Probability of getting 4 aces while drawing 6 cards.

Question

Drawing 6 cards from a standard deck of 52 cards, what is the probability of getting 4 aces?

This answer explains how to calculate the odds of a getting any 4-of-a-kind in a 5-card draw. I was hoping it would be obvious how to adjust that solution to solve my problem, but I'm not confident that I understand it well enough.
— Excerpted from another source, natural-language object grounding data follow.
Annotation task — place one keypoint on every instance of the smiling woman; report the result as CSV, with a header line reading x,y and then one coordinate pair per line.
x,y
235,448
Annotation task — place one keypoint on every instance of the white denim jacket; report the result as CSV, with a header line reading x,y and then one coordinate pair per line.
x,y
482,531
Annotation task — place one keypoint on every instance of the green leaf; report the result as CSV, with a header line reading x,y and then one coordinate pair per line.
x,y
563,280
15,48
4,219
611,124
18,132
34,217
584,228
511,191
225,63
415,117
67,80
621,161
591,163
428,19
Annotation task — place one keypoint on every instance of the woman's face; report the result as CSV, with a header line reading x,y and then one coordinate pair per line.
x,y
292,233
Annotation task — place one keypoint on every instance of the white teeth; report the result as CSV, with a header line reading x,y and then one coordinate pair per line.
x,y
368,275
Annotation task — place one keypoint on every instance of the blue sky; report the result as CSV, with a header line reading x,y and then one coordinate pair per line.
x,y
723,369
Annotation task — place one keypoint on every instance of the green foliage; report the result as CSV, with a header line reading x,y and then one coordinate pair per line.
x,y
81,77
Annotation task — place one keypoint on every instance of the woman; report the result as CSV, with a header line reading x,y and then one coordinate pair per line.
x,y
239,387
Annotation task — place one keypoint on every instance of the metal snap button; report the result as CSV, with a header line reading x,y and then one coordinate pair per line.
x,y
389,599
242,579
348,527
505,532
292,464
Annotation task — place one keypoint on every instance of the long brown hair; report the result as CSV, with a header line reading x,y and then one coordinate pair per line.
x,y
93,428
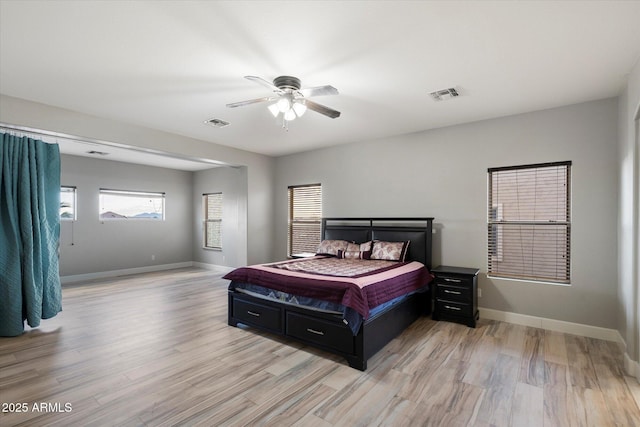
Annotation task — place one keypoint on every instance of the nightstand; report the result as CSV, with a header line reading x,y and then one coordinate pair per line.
x,y
455,293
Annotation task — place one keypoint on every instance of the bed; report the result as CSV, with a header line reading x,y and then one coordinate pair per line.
x,y
364,310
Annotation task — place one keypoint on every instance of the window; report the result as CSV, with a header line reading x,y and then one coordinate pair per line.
x,y
529,222
136,205
305,218
212,220
68,203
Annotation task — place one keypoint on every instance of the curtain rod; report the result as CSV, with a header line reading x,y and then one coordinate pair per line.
x,y
93,141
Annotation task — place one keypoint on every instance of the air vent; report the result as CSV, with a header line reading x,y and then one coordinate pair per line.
x,y
443,94
218,123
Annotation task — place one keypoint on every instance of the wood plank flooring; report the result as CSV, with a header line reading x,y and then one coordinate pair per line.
x,y
155,350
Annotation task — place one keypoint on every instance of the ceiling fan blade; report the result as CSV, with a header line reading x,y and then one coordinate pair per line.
x,y
319,91
251,101
319,108
263,82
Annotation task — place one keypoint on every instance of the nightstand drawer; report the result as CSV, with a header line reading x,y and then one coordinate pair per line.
x,y
454,293
455,281
454,308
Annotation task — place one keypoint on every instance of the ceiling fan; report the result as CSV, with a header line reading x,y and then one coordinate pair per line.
x,y
291,101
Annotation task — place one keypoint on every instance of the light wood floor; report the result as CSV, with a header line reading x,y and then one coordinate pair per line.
x,y
155,349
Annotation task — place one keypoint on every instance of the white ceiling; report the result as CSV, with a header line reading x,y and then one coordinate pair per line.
x,y
170,65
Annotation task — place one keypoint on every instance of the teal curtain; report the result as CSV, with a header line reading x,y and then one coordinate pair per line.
x,y
29,233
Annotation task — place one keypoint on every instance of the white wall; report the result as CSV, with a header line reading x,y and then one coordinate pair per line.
x,y
442,173
89,245
629,221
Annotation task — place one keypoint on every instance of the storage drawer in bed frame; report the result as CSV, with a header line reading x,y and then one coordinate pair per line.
x,y
327,331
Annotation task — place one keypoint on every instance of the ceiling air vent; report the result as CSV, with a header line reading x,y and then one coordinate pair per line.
x,y
441,95
218,123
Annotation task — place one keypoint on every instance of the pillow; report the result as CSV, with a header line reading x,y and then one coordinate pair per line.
x,y
390,251
354,254
331,247
352,247
366,246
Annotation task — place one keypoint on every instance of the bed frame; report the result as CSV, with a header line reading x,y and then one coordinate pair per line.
x,y
327,331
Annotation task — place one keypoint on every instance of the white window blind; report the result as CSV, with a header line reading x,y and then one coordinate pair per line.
x,y
68,203
212,203
305,218
529,222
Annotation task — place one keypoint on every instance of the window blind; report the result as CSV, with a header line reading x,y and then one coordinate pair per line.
x,y
212,203
305,218
529,222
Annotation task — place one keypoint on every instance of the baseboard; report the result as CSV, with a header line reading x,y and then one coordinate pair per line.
x,y
631,367
214,267
115,273
552,325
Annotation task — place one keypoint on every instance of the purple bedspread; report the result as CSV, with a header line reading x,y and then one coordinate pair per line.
x,y
362,292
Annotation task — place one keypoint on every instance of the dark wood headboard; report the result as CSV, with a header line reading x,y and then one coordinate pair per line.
x,y
359,230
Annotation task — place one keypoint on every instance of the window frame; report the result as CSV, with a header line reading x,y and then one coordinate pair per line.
x,y
74,204
548,228
314,219
206,220
131,193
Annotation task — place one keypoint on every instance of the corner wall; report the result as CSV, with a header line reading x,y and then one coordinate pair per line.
x,y
629,221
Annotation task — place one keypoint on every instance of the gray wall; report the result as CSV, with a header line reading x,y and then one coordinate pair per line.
x,y
629,217
442,173
259,195
89,245
232,182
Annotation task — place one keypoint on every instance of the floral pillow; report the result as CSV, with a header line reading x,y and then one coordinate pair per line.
x,y
390,251
331,247
354,254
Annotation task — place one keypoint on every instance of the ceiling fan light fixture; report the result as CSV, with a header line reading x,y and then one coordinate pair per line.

Given that there are 13 possible 4-of-a-kinds, and I am concerned with only 1 of them, I would assume the odds are 13 times less likely than simply drawing a 4-of-a-kind, but that's where I run out of steam.

Answer 1

$$\frac{{4\choose4}{48\choose 2}}{52\choose6}$$

Note this is $\frac1{13}$ of the (fairly easy) adaptation from your link to $6$ choices.

Answer 2

There are 52 cards, 4 of them aces. The probability the first card drawn is an ace is 4/52= 1/13. There are then 51 cards, 3 of them aces. The probability the second card drawn is an ace is 3/51= 1/17. There are then 50 cards, 2 of them aces. The probability the third card drawn is an ace is 2/50= 1/25. There are then 49 cards, 1 of them an ace. The probability the fourth card drawn is 1/49. After that of course the last two cards must be non-aces. So the probability of "four aces followed by 2 non-aces, in that order" is (1/13)(1/17)(1/25)(1/49). There are a total of 6!/(4!(2!)= 15 different orders: AAAANN, AAANAN, AANAAN, ANAAAN, etc. I will leave to you to show that the probability of "four aces, two non-aces" in any of those orders is the same, (1/13)(1/17)(1/25)(1/49), so the probability of "four aces, two non-aces" is 15(1/13)(1/17)(1/25)(1/49).